Orange-Osceola Public Defender Robert Wesley said his lawyers would.
“It’ll be like dominoes,” he said.
Prosecutors say Scriven’s ruling may be persuasive but that it should have no impact on state courts. They are required to follow the rulings of Florida’s district courts of appeal and Florida Supreme Court — not a U.S. district judge.
“We believe the law that we’ve followed for many years is the proper law now,” said William Eddins, state attorney in Escambia and three other Panhandle counties and president of the Florida Prosecuting Attorneys Association.
According to defense attorneys, the Florida Legislature created the problem in 2002, when it added three paragraphs to the state’s drug statute.
Its sponsors included Allan G. Bense of Panama City, who would become House speaker in two years; Gus Bilarikis of Palm Harbor, now a member of Congress; and Dan Gelber of Miami Beach, a former federal prosecutor.

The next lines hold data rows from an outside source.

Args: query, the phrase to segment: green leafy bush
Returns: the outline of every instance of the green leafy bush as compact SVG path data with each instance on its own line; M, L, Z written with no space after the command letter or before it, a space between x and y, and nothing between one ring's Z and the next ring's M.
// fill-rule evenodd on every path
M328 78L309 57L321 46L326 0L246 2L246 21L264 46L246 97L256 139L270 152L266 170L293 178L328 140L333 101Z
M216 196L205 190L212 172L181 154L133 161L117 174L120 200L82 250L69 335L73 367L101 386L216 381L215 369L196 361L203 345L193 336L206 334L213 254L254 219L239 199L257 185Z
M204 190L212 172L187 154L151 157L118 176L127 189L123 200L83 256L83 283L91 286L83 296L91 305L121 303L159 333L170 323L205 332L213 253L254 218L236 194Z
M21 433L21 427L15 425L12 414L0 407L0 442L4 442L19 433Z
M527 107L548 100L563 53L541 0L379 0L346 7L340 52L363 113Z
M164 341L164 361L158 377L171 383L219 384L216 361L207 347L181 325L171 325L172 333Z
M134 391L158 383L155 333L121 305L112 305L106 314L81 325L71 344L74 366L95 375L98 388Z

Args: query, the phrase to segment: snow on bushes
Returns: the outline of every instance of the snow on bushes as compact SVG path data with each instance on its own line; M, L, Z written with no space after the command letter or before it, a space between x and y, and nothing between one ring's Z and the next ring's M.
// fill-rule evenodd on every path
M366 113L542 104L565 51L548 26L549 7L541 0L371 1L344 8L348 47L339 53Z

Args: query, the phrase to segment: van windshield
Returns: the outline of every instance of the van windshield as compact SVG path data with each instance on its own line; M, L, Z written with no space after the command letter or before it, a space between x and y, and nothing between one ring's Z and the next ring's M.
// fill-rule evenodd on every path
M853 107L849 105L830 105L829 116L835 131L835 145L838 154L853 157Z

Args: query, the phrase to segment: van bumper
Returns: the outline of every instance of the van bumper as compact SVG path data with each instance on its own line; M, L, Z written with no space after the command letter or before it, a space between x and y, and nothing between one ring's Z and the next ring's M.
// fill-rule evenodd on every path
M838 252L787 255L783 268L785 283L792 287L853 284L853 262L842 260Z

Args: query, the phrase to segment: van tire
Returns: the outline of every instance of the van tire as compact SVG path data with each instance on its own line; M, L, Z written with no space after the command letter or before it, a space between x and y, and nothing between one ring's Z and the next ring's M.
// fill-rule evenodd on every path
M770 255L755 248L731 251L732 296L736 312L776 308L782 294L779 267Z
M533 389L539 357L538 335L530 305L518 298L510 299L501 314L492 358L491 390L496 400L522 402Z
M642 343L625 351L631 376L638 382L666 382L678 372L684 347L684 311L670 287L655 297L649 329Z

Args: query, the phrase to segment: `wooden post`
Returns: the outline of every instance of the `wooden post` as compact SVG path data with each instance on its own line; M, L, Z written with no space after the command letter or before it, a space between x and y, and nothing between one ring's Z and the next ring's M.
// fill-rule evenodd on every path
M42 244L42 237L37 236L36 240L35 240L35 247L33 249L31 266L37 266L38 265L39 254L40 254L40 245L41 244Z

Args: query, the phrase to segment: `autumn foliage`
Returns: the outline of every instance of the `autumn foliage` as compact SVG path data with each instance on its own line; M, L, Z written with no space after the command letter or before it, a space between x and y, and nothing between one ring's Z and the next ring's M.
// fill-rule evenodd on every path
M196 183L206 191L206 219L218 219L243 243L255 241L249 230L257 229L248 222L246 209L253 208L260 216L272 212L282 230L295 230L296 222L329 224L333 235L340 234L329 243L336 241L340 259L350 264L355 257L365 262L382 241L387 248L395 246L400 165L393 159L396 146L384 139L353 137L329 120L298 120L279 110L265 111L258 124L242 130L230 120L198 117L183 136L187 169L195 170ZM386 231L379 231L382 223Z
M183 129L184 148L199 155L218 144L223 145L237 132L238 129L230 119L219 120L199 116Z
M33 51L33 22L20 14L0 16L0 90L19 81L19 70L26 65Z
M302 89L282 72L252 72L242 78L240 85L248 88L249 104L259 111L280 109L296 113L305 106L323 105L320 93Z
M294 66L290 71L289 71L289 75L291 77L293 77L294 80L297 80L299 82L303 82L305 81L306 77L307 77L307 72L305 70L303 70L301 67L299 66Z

Bense did not return a phone call Friday. Bilirakis was in Israel and unavailable for comment, and Gelber doesn’t remember the legislation, he wrote in an email Friday.

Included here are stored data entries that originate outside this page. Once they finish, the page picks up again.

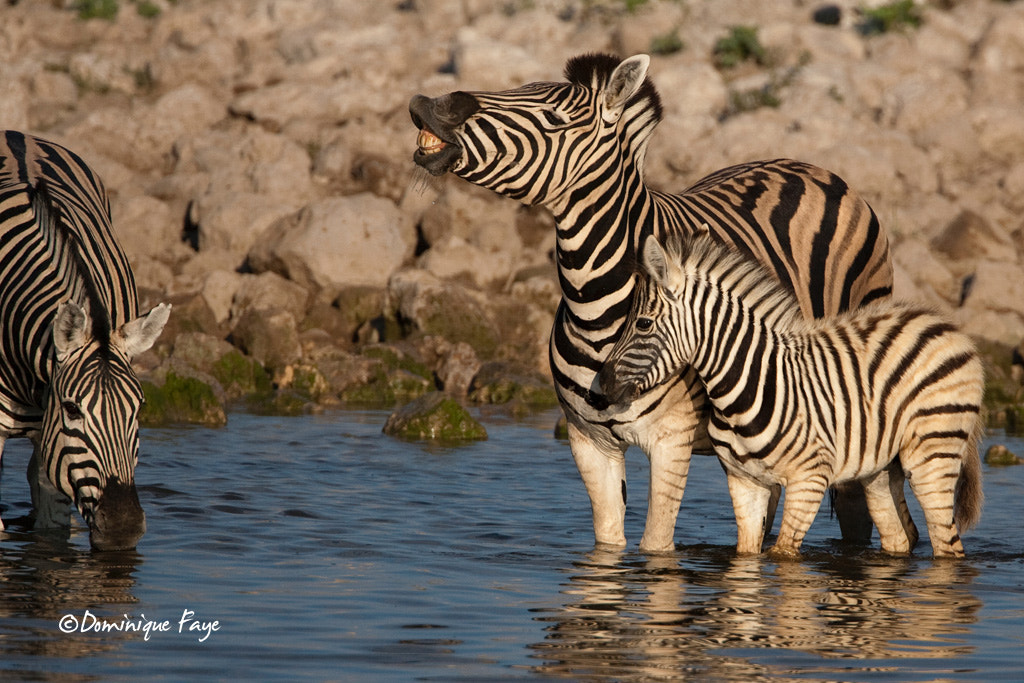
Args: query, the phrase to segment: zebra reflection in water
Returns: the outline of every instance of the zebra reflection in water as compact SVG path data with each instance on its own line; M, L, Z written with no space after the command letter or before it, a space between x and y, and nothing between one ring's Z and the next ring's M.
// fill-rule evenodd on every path
M775 563L707 546L683 560L599 550L569 571L565 604L534 616L545 638L532 649L537 672L571 680L774 679L783 651L820 658L824 678L857 671L851 660L940 675L935 660L972 652L962 636L982 608L969 564L872 552Z

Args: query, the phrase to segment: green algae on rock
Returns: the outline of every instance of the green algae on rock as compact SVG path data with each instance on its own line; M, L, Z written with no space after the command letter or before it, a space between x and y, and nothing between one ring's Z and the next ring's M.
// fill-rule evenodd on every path
M384 433L413 441L483 441L487 430L455 399L434 391L411 401L388 417Z

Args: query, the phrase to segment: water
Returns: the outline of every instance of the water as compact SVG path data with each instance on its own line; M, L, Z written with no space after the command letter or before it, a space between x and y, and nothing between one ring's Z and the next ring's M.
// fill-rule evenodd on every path
M803 560L774 563L734 555L724 475L699 457L677 553L645 556L639 453L633 545L600 552L553 413L486 417L491 438L460 448L385 419L143 430L132 553L19 529L28 447L8 443L0 679L1019 679L1024 467L985 468L966 561L844 547L823 509Z

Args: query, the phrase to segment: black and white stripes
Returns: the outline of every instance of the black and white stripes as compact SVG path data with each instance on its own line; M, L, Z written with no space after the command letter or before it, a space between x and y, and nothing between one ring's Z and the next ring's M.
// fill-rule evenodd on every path
M808 317L889 296L892 266L871 208L841 179L808 164L731 166L681 194L649 188L644 157L662 115L646 78L649 63L645 55L584 55L566 65L567 82L417 96L410 113L420 129L416 163L553 213L562 303L550 366L597 541L625 543L623 455L638 445L651 460L641 547L667 550L691 452L707 447L703 390L684 372L627 409L610 410L596 383L629 313L643 240L708 223L715 238L766 264ZM842 521L845 508L837 509Z
M601 384L613 400L692 367L713 406L709 435L729 477L738 549L760 551L773 485L786 487L773 549L796 553L829 486L865 482L882 547L906 552L904 472L935 555L963 555L980 514L984 391L973 343L947 320L877 302L807 321L755 261L706 236L644 248L647 277ZM954 503L955 501L955 503Z
M109 216L77 155L0 132L0 449L32 439L36 526L67 526L74 502L100 549L135 547L145 531L134 484L143 396L130 363L169 314L138 317Z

The change, defense attorneys contend, has turned innocent acts into felonies.
They cite the case of Williams, the Sanford woman who was carrying the pills of a friend, and another man — not related to her — Robert Edward Williams, 44, of Longwood.
He went on trial last month in Sanford, charged with possession of a controlled substance — one alprazolam pill, an anti-anxiety medicine. He had a prescription for it, but because he had put it in a pill bottle with a different label, he was arrested, jailed and prosecuted, according to court records.
Judge Nelson halted the trial and dismissed the charge.
Assistant Public Defender Alpheus Parsons represented Williams.
“I think that’s crazy,” he argued. “The law can’t be like that.”
The Florida Attorney General’s Office plans to appeal Scriven’s and Hirsch’s rulings, said Eddins.